The Digital Markets, Competition and Consumers Act was passed in May 2024 and is expected to come into force in the autumn following the conclusion of a public consultation on important legislative guidance1. It includes the obligation to preserve evidence in all antitrust investigations where a person knows or suspects that an investigation is, or is likely to be, carried out by the CMA.
In practice, this duty would arise, for example, where: a business receives a case initiation letter from the CMA; an employee is made aware that a customer has reported suspicions of price fixing and has been interviewed by the CMA; or a party to a collusive arrangement is "tipped off" that another participant has blown the whistle to the CMA.
The duty will apply to individuals and their employer and raises many questions about the steps a company would need to take to comply with its obligations. Is there a duty to inform employees of any suspicion that an investigation may be likely? How concrete must that suspicion be? What can the employer reasonably do to ensure that evidence is indeed preserved, especially in relation to messages stored on personal mobile devices that it has no access to?
Messaging applications as a broader compliance risk
Messaging applications have landed other companies in trouble with competition authorities outside the context of dawn raids in the past. In 2023, Sepura was fined GBP 1.5m for a non-reciprocal exchange of competitively sensitive information that took the form of 69 text messages sent over two hours between two sales directors (former colleagues) at rival companies. The Sepura director repeatedly disclosed their intentions not to lower prices in response to a pending tender.

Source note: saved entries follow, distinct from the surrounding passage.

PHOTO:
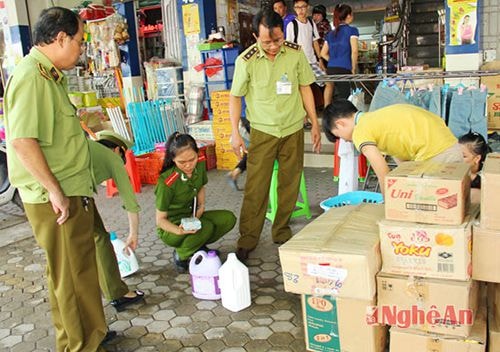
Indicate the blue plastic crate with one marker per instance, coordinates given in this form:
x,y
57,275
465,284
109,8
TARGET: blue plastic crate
x,y
351,198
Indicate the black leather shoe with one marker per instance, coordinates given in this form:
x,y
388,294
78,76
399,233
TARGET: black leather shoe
x,y
206,249
110,335
181,266
122,302
242,254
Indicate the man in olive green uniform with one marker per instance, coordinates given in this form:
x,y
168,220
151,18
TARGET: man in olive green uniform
x,y
274,77
49,162
107,164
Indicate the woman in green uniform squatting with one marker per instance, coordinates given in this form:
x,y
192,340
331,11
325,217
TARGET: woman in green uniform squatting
x,y
180,187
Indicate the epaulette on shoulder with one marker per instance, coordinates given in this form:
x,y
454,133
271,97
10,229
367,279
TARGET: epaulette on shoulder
x,y
170,180
291,45
253,50
43,71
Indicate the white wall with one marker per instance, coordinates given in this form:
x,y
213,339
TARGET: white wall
x,y
36,6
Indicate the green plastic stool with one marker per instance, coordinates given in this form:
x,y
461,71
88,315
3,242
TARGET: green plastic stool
x,y
302,208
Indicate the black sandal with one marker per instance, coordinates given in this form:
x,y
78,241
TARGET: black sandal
x,y
123,302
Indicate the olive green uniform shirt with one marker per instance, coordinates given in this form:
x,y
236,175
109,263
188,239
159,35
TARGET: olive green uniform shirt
x,y
256,77
37,106
175,192
106,165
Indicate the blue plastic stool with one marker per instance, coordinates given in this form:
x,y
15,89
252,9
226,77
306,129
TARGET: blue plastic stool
x,y
351,198
302,208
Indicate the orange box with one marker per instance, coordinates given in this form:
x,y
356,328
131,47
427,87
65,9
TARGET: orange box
x,y
428,192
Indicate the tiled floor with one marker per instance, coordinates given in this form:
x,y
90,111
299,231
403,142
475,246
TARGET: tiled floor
x,y
171,319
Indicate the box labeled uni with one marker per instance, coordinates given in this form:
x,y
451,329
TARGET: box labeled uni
x,y
428,192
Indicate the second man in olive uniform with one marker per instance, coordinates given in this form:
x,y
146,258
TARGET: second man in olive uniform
x,y
274,76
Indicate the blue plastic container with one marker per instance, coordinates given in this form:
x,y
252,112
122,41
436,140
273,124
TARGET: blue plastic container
x,y
351,198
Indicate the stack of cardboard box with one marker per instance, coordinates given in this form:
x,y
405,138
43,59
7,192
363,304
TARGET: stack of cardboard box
x,y
221,126
485,254
425,291
332,263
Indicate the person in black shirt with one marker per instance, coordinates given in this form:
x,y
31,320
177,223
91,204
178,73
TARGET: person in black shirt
x,y
474,149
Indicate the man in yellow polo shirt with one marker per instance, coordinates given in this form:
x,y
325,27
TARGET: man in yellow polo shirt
x,y
403,131
49,162
274,77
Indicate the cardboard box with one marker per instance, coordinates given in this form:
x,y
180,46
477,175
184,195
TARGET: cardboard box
x,y
494,300
440,251
339,324
490,184
438,306
493,101
405,340
485,254
201,130
336,254
493,333
428,192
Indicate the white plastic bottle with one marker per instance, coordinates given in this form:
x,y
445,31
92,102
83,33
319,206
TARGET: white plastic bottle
x,y
127,263
204,271
234,283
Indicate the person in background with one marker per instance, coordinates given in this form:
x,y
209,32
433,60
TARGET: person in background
x,y
474,149
49,163
402,131
180,187
319,17
279,6
341,51
274,76
234,174
303,31
107,158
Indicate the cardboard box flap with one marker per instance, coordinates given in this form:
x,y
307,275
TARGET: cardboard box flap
x,y
472,215
476,337
420,169
492,164
349,229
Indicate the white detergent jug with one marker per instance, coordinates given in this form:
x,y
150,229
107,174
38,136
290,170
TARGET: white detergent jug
x,y
204,273
234,284
127,262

Although the recipient did not engage in a pricing discussion and reported the incident internally (allowing his employer to apply for leniency in short order and thus obtain immunity from any financial penalties), the regulator nonetheless found liability on the basis that the recipient company had taken insufficient internal compliance steps, applied for leniency only after it had submitted its bid for the tender, and failed to proactively inform the procuring authority about the unlawful information exchange. It held that "changing the subject" in a messaging exchange does not amount to open and unequivocal opposition that constitutes effective public distancing which is the legal test to rebut the presumption that those taking part in a concerted practice have taken into account information exchanged with their competitors in determining their conduct on the market.
Compliance training must emphasise that liability for anti-competitive conduct is strict and there is no room for complacency, particularly when it comes to socialising with competitors whether in person or electronically.

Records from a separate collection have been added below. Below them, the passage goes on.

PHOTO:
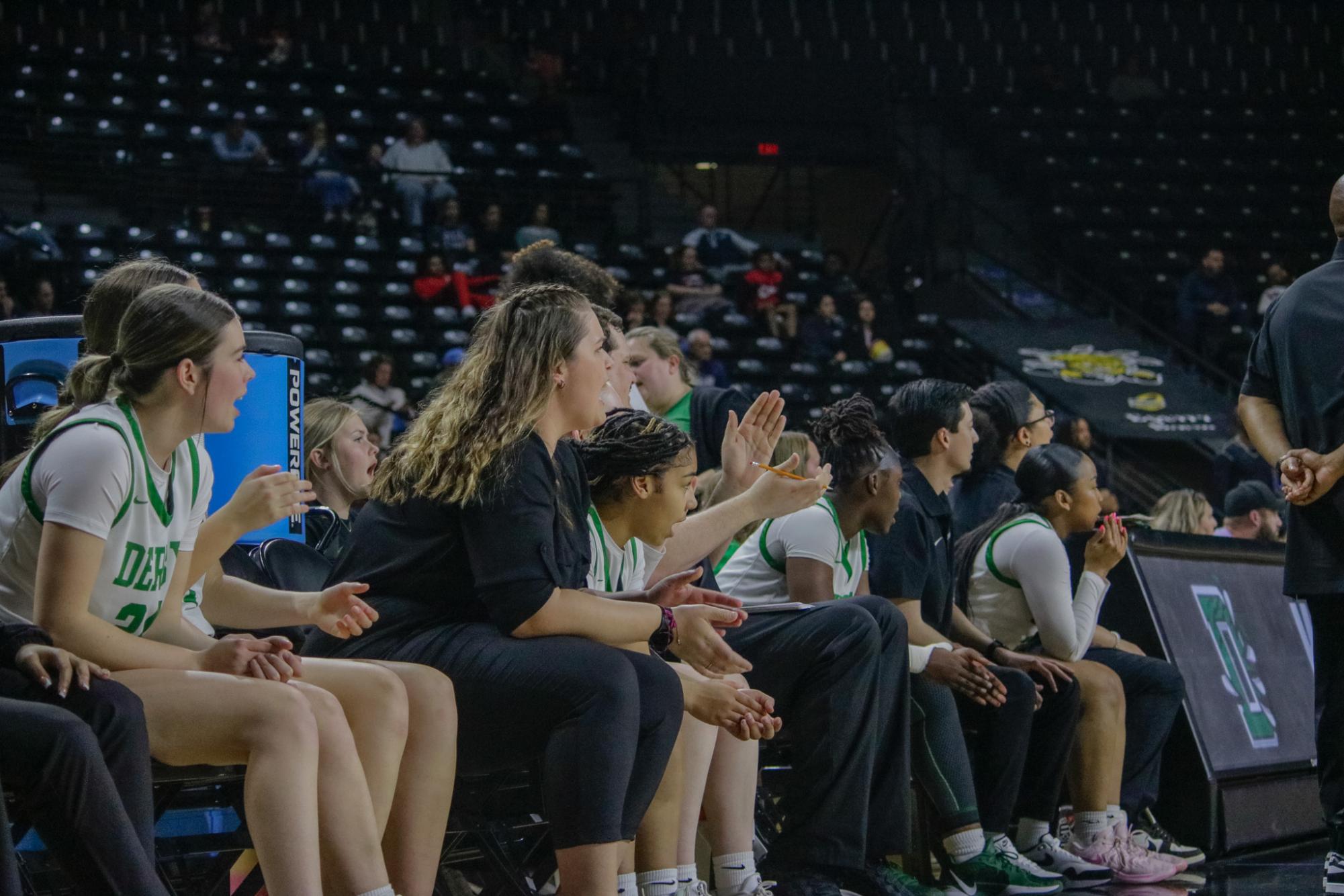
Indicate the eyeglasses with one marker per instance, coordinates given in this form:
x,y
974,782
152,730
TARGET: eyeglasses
x,y
1047,416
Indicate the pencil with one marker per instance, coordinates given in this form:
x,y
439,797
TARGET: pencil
x,y
778,472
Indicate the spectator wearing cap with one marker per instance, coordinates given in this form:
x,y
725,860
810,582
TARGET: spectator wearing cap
x,y
709,370
1253,512
421,170
719,249
238,144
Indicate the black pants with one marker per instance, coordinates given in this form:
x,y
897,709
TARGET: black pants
x,y
1019,754
1328,649
1153,694
840,679
80,768
602,719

Competition authorities are becoming more sophisticated and more demanding
The Commission’s press release announcing the latest fine warns that its IT experts use cutting-edge forensic tools to detect any deletion or manipulation of electronic information during inspections. The Commission has been modernising its working methods in recent years, investing in new technologies, hiring more forensic and data analysts, and creating a new Chief Technology Officer post. It is currently reviewing its enforcement powers and the procedural rules laid down in Regulation 1/2003 and may in the coming months propose amendments to give it even more leeway in tackling the investigatory challenges posed by new technology trends.
Conclusion
The gap between the evidence that the authorities are able to sequester and what employers are able to access in conducting internal investigations is only likely to widen which underscores the importance of having appropriate policies and notices in place to provide maximum flexibility in risk mitigation.
1 For a broader overview of the new Act, see our alert – UK: Introducing Regulation of Digital Platforms and New Competition and Consumer Protection Powers.